Re: Eager aggregation, take 3 - Mailing list pgsql-hackers

From Robert Haas
Subject Re: Eager aggregation, take 3
Date
Msg-id CA+TgmobT156YuP5HUscbR_17nQs=KC703T=SB3VkQMcFbK4Gqw@mail.gmail.com
Whole thread Raw
In response to Re: Eager aggregation, take 3  (Richard Guo <guofenglinux@gmail.com>)
List pgsql-hackers
On Tue, Sep 9, 2025 at 6:30 AM Richard Guo <guofenglinux@gmail.com> wrote:
> > I think it would be worth considering generating the partially grouped
> > relations in a second pass.
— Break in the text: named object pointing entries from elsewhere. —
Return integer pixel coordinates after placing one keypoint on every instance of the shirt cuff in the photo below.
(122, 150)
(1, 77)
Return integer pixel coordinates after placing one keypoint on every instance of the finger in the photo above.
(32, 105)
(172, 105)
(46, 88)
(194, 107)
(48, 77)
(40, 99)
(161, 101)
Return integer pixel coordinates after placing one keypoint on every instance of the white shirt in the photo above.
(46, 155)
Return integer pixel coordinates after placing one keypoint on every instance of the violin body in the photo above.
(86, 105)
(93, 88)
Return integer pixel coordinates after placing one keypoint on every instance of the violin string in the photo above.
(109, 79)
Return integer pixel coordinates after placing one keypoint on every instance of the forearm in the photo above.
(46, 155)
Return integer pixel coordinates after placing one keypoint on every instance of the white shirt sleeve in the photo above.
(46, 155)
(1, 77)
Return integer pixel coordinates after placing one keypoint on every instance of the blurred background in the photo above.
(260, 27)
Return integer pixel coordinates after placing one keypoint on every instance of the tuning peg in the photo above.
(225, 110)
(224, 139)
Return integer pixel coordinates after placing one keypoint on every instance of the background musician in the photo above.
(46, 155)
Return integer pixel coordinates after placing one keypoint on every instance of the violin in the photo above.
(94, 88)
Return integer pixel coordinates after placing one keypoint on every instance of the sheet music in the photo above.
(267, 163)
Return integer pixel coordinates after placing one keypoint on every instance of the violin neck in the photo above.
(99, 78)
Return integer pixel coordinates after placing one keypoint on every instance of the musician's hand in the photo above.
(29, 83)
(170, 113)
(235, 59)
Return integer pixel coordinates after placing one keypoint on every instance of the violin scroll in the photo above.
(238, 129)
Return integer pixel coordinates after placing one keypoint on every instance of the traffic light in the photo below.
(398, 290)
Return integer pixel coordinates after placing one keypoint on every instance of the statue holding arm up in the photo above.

Right now, as you progress from the bottom
> > of the join tree towards the top, you created grouped rels as you go.
> > But you could equally well finish planning everything up to the
> > scan/join target first and then go back and add grouped_rels to
> > relations where it seems worthwhile.
>
> Hmm, I don't think so.  I think the presence of eager aggregation
> could change the best join order.  For example, without eager
> aggregation, the optimizer might find that (A JOIN B) JOIN C the best
> join order.  But with eager aggregation on B, the optimizer could
> prefer A JOIN (AGG(B) JOIN C).  I'm not sure how we could find the
> best join order with eager aggregation applied without building the
> join tree from the bottom up.

Oh, that is a problem, yes. :-(

> > I haven't done a detailed comparison of generate_grouped_paths() to
> > other parts of the code, but I have an uncomfortable feeling that it
> > might be rather similar to some existing code that probably already
> > exists in multiple, slightly-different versions. Is there any
> > refactoring we could do here?
>
> Yeah, we currently have several functions that do similar, but not
> exactly the same, things.  Maybe some refactoring is possible -- maybe
> not -- I haven't looked into it closely yet.  However, I'd prefer to
> address that in a separate patch if possible, since this issue also
> exists on master, and I want to avoid introducing such changes in this
> already large patch.

Well, it's not just a matter of "this already exists" -- it gets
harder and harder to unify things the more near-copies you add.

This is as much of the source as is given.